I almost fell for his "great work" until I purchased his Visual Symphony book. If you only look at the cover, you will be saying great things about his imagery, once you go through the whole book, you end up asking what in hell was this one about? I stopped reading BB after getting really close to signing up for his workshop. Research led me to reading a lot of different opinions on his workshop and working methods as well. Getting that book was part of my research. Surely we all have opinions and this is mine: if one cannot show consistency in proficiency perhaps he should rethink his calling.
Visual Symphony draws viewers with the cover of one of his famous shots of slit canyons (which BTW appear to me faked up with artificial lighting, but that is just my opinion and it does not take away visual impact of that particular series). The book is expensive (and somehow considered "collectible"), but given the general opinions of it, while unable to see one before purchase, I just wanted to get it. Found a copy in German language rather cheaply, but was concerned that price differential was related to print quality. So I directly asked BB and he confirmed all versions were printed with same tri-tone process. Lo and behold ... boring, uneven, mediocre come to mind not even half way through. And if that tri-tine was to blow one's mind, it failed to ignite in a large way. I'm not going to dig farther into his working methods and the workshop itself as I would be spreading opinions of others while being selective in what matters to me. I would advise anyone thinking of it (not sure if he's still doing it) to do own digging. The book itself killed the BB allure for me for good. Everything else just confirmed that marketing drives sales and desires and not necessarily actual quality behind it.
Ansel Adams could print superbly AND take great shots AND be smart enough to select the best for others to see.
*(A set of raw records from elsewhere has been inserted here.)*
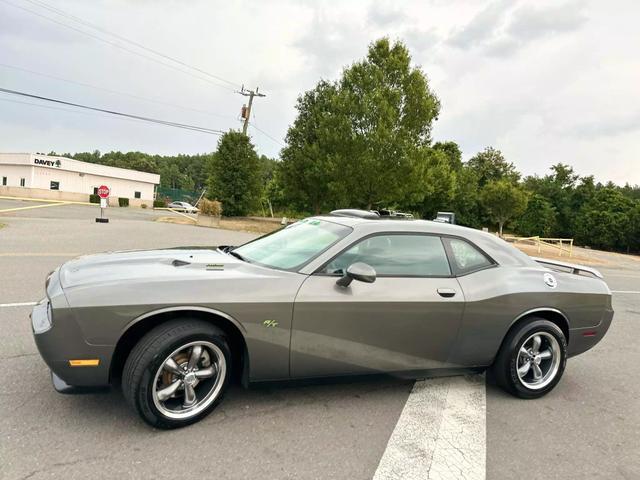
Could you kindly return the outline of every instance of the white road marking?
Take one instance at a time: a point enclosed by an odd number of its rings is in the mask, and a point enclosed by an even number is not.
[[[483,376],[416,382],[374,480],[486,477]]]
[[[32,307],[36,305],[38,302],[22,302],[22,303],[0,303],[0,308],[2,307]]]

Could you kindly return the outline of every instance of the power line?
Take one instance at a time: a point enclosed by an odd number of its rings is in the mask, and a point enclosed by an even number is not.
[[[278,145],[280,145],[281,147],[285,147],[286,145],[284,143],[282,143],[280,140],[278,140],[275,137],[272,137],[271,135],[269,135],[267,132],[265,132],[264,130],[262,130],[261,128],[259,128],[255,123],[250,122],[249,125],[251,125],[253,128],[255,128],[256,130],[258,130],[260,133],[262,133],[265,137],[269,138],[270,140],[276,142]]]
[[[8,88],[1,88],[0,87],[0,92],[8,93],[8,94],[11,94],[11,95],[19,95],[19,96],[22,96],[22,97],[35,98],[37,100],[42,100],[42,101],[46,101],[46,102],[59,103],[59,104],[62,104],[62,105],[69,105],[69,106],[77,107],[77,108],[84,108],[86,110],[91,110],[91,111],[95,111],[95,112],[102,112],[102,113],[108,113],[108,114],[111,114],[111,115],[117,115],[117,116],[125,117],[125,118],[133,118],[135,120],[142,120],[142,121],[145,121],[145,122],[157,123],[157,124],[160,124],[160,125],[166,125],[168,127],[176,127],[176,128],[184,128],[184,129],[187,129],[187,130],[194,130],[194,131],[197,131],[197,132],[208,133],[208,134],[211,134],[211,135],[223,135],[225,133],[222,130],[215,130],[215,129],[212,129],[212,128],[200,127],[200,126],[197,126],[197,125],[189,125],[189,124],[186,124],[186,123],[171,122],[171,121],[168,121],[168,120],[161,120],[161,119],[151,118],[151,117],[143,117],[141,115],[134,115],[134,114],[131,114],[131,113],[118,112],[118,111],[115,111],[115,110],[107,110],[107,109],[104,109],[104,108],[91,107],[89,105],[82,105],[80,103],[67,102],[65,100],[58,100],[58,99],[55,99],[55,98],[43,97],[43,96],[40,96],[40,95],[34,95],[32,93],[20,92],[20,91],[17,91],[17,90],[10,90]]]
[[[139,57],[146,58],[147,60],[150,60],[150,61],[152,61],[152,62],[156,62],[156,63],[159,63],[160,65],[164,65],[164,66],[165,66],[165,67],[167,67],[167,68],[171,68],[171,69],[176,70],[176,71],[178,71],[178,72],[182,72],[182,73],[184,73],[184,74],[186,74],[186,75],[190,75],[190,76],[192,76],[192,77],[194,77],[194,78],[197,78],[197,79],[199,79],[199,80],[202,80],[203,82],[207,82],[207,83],[209,83],[209,84],[211,84],[211,85],[215,85],[215,86],[217,86],[217,87],[224,88],[225,90],[229,90],[229,91],[232,91],[232,92],[234,92],[234,91],[235,91],[235,90],[233,90],[232,88],[230,88],[230,87],[228,87],[228,86],[226,86],[226,85],[221,85],[220,83],[218,83],[218,82],[216,82],[216,81],[214,81],[214,80],[212,80],[212,79],[210,79],[210,78],[206,78],[206,77],[203,77],[203,76],[200,76],[200,75],[196,75],[196,74],[194,74],[193,72],[190,72],[190,71],[188,71],[188,70],[185,70],[185,69],[183,69],[183,68],[177,67],[177,66],[175,66],[175,65],[171,65],[171,64],[169,64],[169,63],[163,62],[163,61],[161,61],[161,60],[159,60],[159,59],[157,59],[157,58],[151,57],[151,56],[149,56],[149,55],[145,55],[144,53],[136,52],[135,50],[131,50],[130,48],[127,48],[127,47],[125,47],[125,46],[123,46],[123,45],[120,45],[119,43],[112,42],[112,41],[110,41],[110,40],[107,40],[107,39],[105,39],[105,38],[99,37],[99,36],[97,36],[97,35],[93,35],[93,34],[92,34],[92,33],[90,33],[90,32],[87,32],[87,31],[82,30],[82,29],[80,29],[80,28],[76,28],[76,27],[74,27],[74,26],[72,26],[72,25],[69,25],[69,24],[67,24],[67,23],[60,22],[60,21],[58,21],[58,20],[56,20],[56,19],[54,19],[54,18],[47,17],[46,15],[42,15],[41,13],[35,12],[35,11],[33,11],[33,10],[30,10],[30,9],[28,9],[28,8],[25,8],[25,7],[21,6],[21,5],[16,5],[15,3],[9,2],[8,0],[0,0],[0,2],[6,3],[7,5],[11,5],[12,7],[15,7],[15,8],[19,8],[19,9],[21,9],[21,10],[24,10],[25,12],[29,12],[29,13],[31,13],[31,14],[33,14],[33,15],[37,16],[37,17],[44,18],[45,20],[48,20],[48,21],[53,22],[53,23],[55,23],[55,24],[57,24],[57,25],[61,25],[61,26],[63,26],[63,27],[69,28],[69,29],[74,30],[74,31],[76,31],[76,32],[78,32],[78,33],[81,33],[81,34],[83,34],[83,35],[86,35],[86,36],[88,36],[88,37],[91,37],[91,38],[93,38],[93,39],[96,39],[96,40],[98,40],[98,41],[100,41],[100,42],[103,42],[103,43],[106,43],[106,44],[108,44],[108,45],[114,46],[114,47],[116,47],[116,48],[119,48],[119,49],[121,49],[121,50],[124,50],[125,52],[129,52],[129,53],[131,53],[131,54],[133,54],[133,55],[137,55],[137,56],[139,56]]]
[[[0,63],[0,67],[10,68],[10,69],[13,69],[13,70],[19,70],[19,71],[22,71],[22,72],[30,73],[32,75],[39,75],[41,77],[52,78],[52,79],[58,80],[60,82],[66,82],[66,83],[70,83],[70,84],[73,84],[73,85],[79,85],[81,87],[93,88],[95,90],[102,90],[103,92],[112,93],[112,94],[115,94],[115,95],[122,95],[122,96],[130,97],[130,98],[135,98],[137,100],[143,100],[145,102],[157,103],[157,104],[160,104],[160,105],[166,105],[166,106],[173,107],[173,108],[179,108],[181,110],[190,110],[192,112],[202,113],[204,115],[211,115],[211,116],[215,116],[215,117],[227,118],[227,119],[232,119],[232,120],[236,119],[236,117],[232,117],[231,115],[222,115],[220,113],[213,113],[213,112],[208,112],[208,111],[205,111],[205,110],[200,110],[200,109],[197,109],[197,108],[186,107],[184,105],[177,105],[175,103],[165,102],[163,100],[147,98],[147,97],[141,97],[139,95],[133,95],[131,93],[119,92],[117,90],[111,90],[109,88],[98,87],[98,86],[91,85],[91,84],[88,84],[88,83],[77,82],[75,80],[69,80],[67,78],[57,77],[55,75],[49,75],[47,73],[36,72],[34,70],[29,70],[27,68],[16,67],[15,65],[8,65],[6,63]]]
[[[245,97],[249,97],[249,106],[242,106],[242,118],[244,119],[244,124],[242,125],[242,133],[247,134],[247,127],[249,126],[249,118],[251,118],[251,106],[253,105],[253,97],[266,97],[264,93],[258,92],[258,87],[255,90],[245,90],[244,85],[242,86],[242,90],[239,92],[240,95]]]
[[[91,22],[89,22],[87,20],[84,20],[84,19],[82,19],[80,17],[77,17],[76,15],[73,15],[73,14],[70,14],[68,12],[65,12],[64,10],[62,10],[60,8],[48,5],[46,2],[42,2],[40,0],[26,0],[26,1],[31,3],[32,5],[36,5],[36,6],[40,6],[42,8],[45,8],[45,9],[49,10],[50,12],[56,13],[57,15],[60,15],[62,17],[65,17],[65,18],[68,18],[68,19],[73,20],[75,22],[78,22],[78,23],[80,23],[80,24],[82,24],[84,26],[87,26],[89,28],[93,28],[94,30],[98,30],[99,32],[102,32],[102,33],[106,33],[107,35],[110,35],[110,36],[112,36],[114,38],[117,38],[118,40],[121,40],[123,42],[129,43],[129,44],[134,45],[134,46],[136,46],[138,48],[141,48],[143,50],[146,50],[149,53],[153,53],[154,55],[157,55],[159,57],[165,58],[167,60],[171,60],[172,62],[175,62],[175,63],[177,63],[179,65],[182,65],[183,67],[190,68],[192,70],[195,70],[196,72],[199,72],[199,73],[202,73],[204,75],[207,75],[208,77],[215,78],[216,80],[220,80],[222,82],[225,82],[225,83],[231,85],[232,87],[236,87],[238,85],[236,82],[232,82],[232,81],[227,80],[225,78],[222,78],[222,77],[220,77],[218,75],[214,75],[213,73],[207,72],[206,70],[203,70],[201,68],[194,67],[193,65],[189,65],[188,63],[183,62],[182,60],[179,60],[179,59],[177,59],[175,57],[171,57],[169,55],[166,55],[166,54],[164,54],[162,52],[159,52],[158,50],[155,50],[153,48],[149,48],[149,47],[147,47],[147,46],[145,46],[145,45],[143,45],[143,44],[141,44],[139,42],[136,42],[134,40],[128,39],[126,37],[123,37],[122,35],[118,35],[117,33],[110,32],[109,30],[107,30],[105,28],[102,28],[99,25],[96,25],[95,23],[91,23]]]

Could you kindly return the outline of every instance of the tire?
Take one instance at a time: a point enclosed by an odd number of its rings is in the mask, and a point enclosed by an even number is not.
[[[149,425],[179,428],[211,413],[230,378],[225,333],[207,322],[184,318],[140,339],[124,365],[122,392]]]
[[[550,358],[546,352],[551,352]],[[507,334],[491,366],[491,374],[508,393],[533,399],[553,390],[566,364],[567,340],[562,330],[548,320],[532,317]]]

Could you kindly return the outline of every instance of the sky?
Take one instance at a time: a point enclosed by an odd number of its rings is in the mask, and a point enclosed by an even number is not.
[[[237,90],[259,87],[249,133],[277,157],[297,97],[388,36],[441,101],[434,140],[465,160],[492,146],[524,175],[562,162],[640,184],[639,16],[633,0],[0,0],[0,88],[226,131]],[[203,153],[218,138],[0,93],[2,152]]]

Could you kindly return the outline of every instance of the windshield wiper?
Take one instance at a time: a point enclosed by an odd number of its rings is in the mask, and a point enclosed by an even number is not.
[[[243,262],[247,262],[247,263],[251,263],[249,262],[249,260],[247,260],[246,258],[244,258],[242,255],[240,255],[238,252],[234,252],[233,250],[228,250],[226,253],[228,253],[229,255],[233,255],[234,257],[236,257],[238,260],[242,260]]]

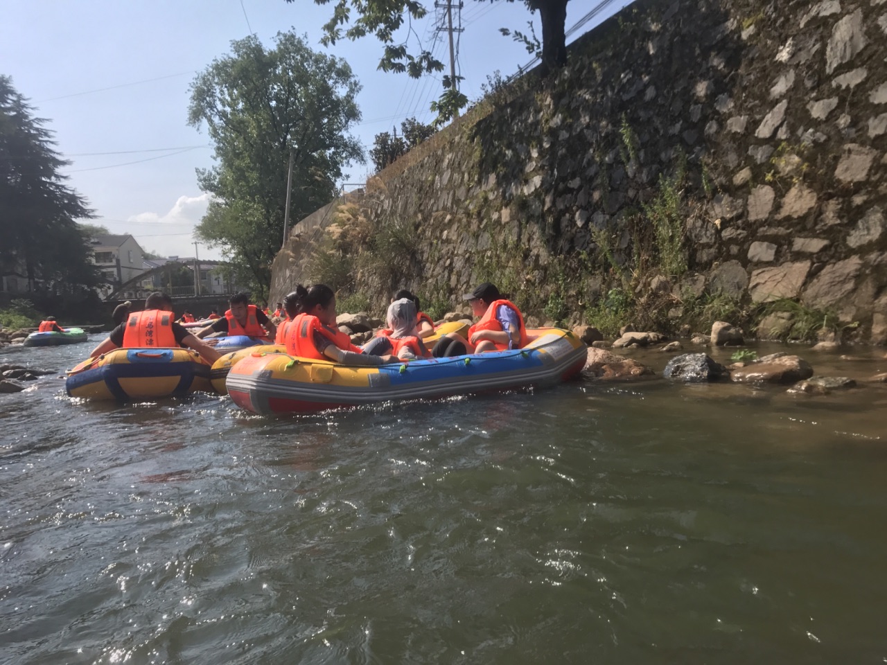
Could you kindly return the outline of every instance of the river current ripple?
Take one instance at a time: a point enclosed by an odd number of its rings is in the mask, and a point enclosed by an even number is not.
[[[0,662],[887,659],[883,387],[0,399]]]

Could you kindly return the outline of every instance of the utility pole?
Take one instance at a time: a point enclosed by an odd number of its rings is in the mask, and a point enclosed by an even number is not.
[[[293,189],[293,147],[289,148],[289,172],[287,174],[287,209],[283,212],[283,245],[287,246],[287,234],[289,232],[289,192]]]
[[[200,294],[200,260],[197,255],[197,243],[194,243],[194,295]]]
[[[450,34],[450,84],[452,86],[453,90],[459,90],[459,83],[456,81],[456,51],[452,47],[452,34],[454,32],[462,32],[464,28],[452,27],[452,8],[462,11],[462,3],[459,2],[459,4],[453,4],[452,3],[435,3],[435,7],[445,7],[446,8],[446,31]],[[444,27],[438,27],[436,28],[438,31],[444,30]],[[459,110],[456,110],[455,117],[459,117]]]

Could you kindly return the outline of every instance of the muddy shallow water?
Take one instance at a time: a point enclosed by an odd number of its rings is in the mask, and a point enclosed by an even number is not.
[[[286,419],[55,377],[0,395],[0,661],[883,661],[883,349],[756,350],[860,387],[577,381]]]

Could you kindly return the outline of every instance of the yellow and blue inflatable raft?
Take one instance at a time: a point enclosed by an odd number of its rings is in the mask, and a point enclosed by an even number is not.
[[[209,365],[188,348],[115,348],[67,372],[72,397],[127,402],[211,390]]]
[[[556,328],[533,332],[536,339],[522,349],[379,367],[255,350],[232,367],[228,394],[238,406],[254,413],[306,412],[551,385],[582,371],[588,349],[576,335]]]
[[[425,338],[422,341],[430,351],[431,348],[434,347],[435,343],[441,338],[441,336],[446,334],[447,332],[457,332],[465,336],[468,332],[468,326],[459,321],[441,324],[435,329],[435,333],[433,335]],[[263,342],[256,342],[256,345],[260,343]],[[224,353],[224,347],[222,346],[221,342],[216,345],[216,350],[219,353]],[[225,353],[224,356],[213,364],[213,368],[209,371],[209,379],[213,383],[213,389],[219,395],[227,395],[228,388],[226,381],[228,379],[228,372],[231,372],[231,368],[244,358],[248,357],[256,352],[263,354],[287,353],[287,348],[282,344],[264,343],[264,346],[253,346],[246,348],[239,348],[230,353]]]

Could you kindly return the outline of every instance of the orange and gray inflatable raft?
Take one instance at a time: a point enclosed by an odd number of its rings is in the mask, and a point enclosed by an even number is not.
[[[524,348],[353,367],[286,354],[253,353],[228,374],[242,409],[260,414],[318,411],[388,400],[545,386],[582,371],[587,348],[569,331],[530,331]]]
[[[457,332],[464,336],[467,333],[467,325],[461,322],[443,324],[435,331],[434,335],[426,338],[422,341],[430,351],[432,347],[434,347],[435,342],[436,342],[443,334],[446,332]],[[223,352],[223,347],[221,344],[216,345],[216,350],[220,353]],[[219,395],[227,395],[227,379],[231,368],[244,358],[249,357],[254,354],[261,355],[268,353],[287,353],[287,348],[283,344],[266,344],[266,346],[260,348],[257,348],[256,347],[248,347],[232,353],[226,353],[213,364],[213,368],[209,371],[209,379],[213,382],[213,389]]]
[[[266,344],[262,347],[249,347],[226,353],[213,363],[213,367],[209,370],[209,380],[212,381],[213,390],[219,395],[227,395],[228,388],[225,384],[231,368],[254,353],[287,353],[287,348],[283,344]]]
[[[72,397],[127,402],[210,391],[209,365],[188,348],[115,348],[67,372]]]

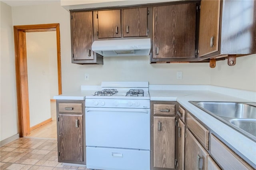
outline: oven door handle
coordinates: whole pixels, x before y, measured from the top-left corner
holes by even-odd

By comparison, BB isn't even an apple falling from supposedly same tree (and I read some opinions he's better printer than AA ever was, on aesthetics it isn't even a conversation).
I remember years back someone referring to Fred Picker as "a man who made significant contributions to photography, a man could who could not take a picture", my exact same assessment. I still take FP over BB any day, even after learning how FP's marketing was at a forefront of his venture. At least he could convincingly sell (and by that, promote importance of detailed approach to being successful, which applies to pretty much everything).